Save log files in the Hadoop distributed file system (HDFS).

  1. Create text files input_data1.txt and input_data2.txt on a local computer, and copy log1.txt to input_data1.txt and log2.txt to input_data2.txt.
  2. Create /tmp/input on the HDFS client path, and run the following commands to upload input_data1.txt and input_data2.txt to /tmp/input:
    1. On the HDFS client, run the following commands to obtain the safety authentication:

      cd /opt/hadoopclient

      source bigdata_env

      kinit <component service user>

    2. On the Linux HDFS client, run the hadoop fs -mkdir /tmp/input command (a hdfs dfs command provides the same function.) to create a directory.
    3. Go to the /tmp/input directory on the HDFS client, on the Linux HDFS client, run the hadoop fs -put input_data1.txt /tmp/input andhadoop fs -put input_data2.txt /tmp/input commands to upload data files.

Development Idea

Collects the information of female netizens who spend more than 2 hours in online shopping on the weekend from the log files.

The process includes:

  • Create a table and import the log files into the table.
  • Filter the data information of the time that female netizens spend online.
  • Aggregate the total time that each female netizen spends online.
  • Filter the information of female netizens who spend more than 2 hours online.

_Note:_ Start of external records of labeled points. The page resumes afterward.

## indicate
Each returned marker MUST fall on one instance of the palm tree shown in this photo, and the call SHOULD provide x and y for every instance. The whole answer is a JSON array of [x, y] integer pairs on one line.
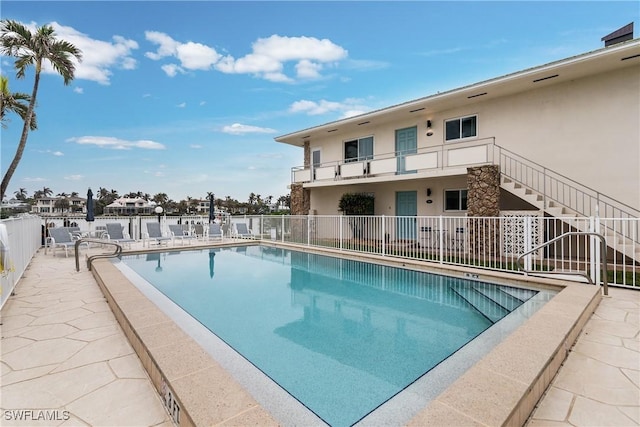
[[33, 49], [21, 194], [13, 102]]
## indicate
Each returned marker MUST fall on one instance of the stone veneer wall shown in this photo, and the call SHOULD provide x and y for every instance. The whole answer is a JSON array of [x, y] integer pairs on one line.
[[307, 154], [483, 200], [300, 200]]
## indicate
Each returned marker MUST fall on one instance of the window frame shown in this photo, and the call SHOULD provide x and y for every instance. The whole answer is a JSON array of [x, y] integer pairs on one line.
[[462, 202], [360, 157], [461, 128]]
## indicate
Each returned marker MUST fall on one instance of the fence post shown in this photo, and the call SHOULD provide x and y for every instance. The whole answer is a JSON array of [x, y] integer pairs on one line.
[[384, 236], [441, 238], [594, 253], [528, 243]]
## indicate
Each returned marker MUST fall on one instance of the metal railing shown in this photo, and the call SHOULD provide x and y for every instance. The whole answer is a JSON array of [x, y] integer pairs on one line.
[[600, 263], [553, 186], [483, 242]]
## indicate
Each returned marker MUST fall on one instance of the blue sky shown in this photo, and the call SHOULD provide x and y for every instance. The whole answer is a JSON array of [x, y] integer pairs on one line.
[[187, 97]]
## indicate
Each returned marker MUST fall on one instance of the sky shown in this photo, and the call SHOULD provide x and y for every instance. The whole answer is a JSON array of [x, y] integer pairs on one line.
[[186, 98]]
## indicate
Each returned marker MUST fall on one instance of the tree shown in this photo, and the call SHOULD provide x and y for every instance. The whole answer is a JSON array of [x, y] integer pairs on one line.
[[34, 49], [21, 194], [161, 198], [17, 102]]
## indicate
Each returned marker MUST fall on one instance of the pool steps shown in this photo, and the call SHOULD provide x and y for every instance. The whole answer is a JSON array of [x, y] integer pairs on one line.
[[493, 303]]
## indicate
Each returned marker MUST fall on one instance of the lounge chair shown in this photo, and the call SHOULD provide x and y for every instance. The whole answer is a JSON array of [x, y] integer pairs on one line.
[[177, 232], [214, 231], [242, 231], [154, 233], [61, 238], [116, 234], [198, 230]]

Configuration Operations Before Running

In security mode, the Spark Core sample code needs to read two files (user.keytab and krb5.conf). The user.keytab and krb5.conf files are authentication files in the security mode. Download the authentication credentials of the user principal on the FusionInsight Manager page. The user in the sample code is sparkuser, change the value to the prepared development user name.

Packaging the Project

  1. Upload the user.keytab and krb5.conf files to the server where the client is installed.
  1. Use the Maven tool provided by IDEA to pack the project and generate a JAR file. For details, see Compiling and Running the Application.
    • Before compilation and packaging, change the paths of the user.keytab and krb5.conf files in the sample code to the actual paths on the client server where the files are located. Example: /opt/female/user.keytab and /opt/female/krb5.conf.
    • To run the Python sample code, you do not need to use Maven for packaging. You only need to upload the user.keytab and krb5.conf files to the server where the client is located.
  2. Upload the JAR file to any directory (for example, /opt/female/) on the server where the Spark client is located.

Running Tasks

Go to the Spark client directory and run the following commands to invoke the bin/spark-submit script to run the code (the class name and file name must be the same as those in the actual code. The following is only an example):

  • Run the Scala and Java sample programs.

    bin/spark-submit --class com.huawei.bigdata.spark.examples.FemaleInfoCollection --master yarn --deploy-mode client /opt/female/SparkSqlScalaExample-1.0.jar <inputPath>

    <inputPath> indicates the input path in HDFS.

  • Run the Python sample program
    • The Python sample code does not provide authentication information. Configure --keytab and --principal to specify authentication information.

    bin/spark-submit --master yarn --deploy-mode client --keytab /opt/FIclient/user.keytab --principal sparkuser /opt/female/SparkPythonExample/SparkSQLPythonExample.py <inputPath>

    <inputPath> indicates the input path in HDFS.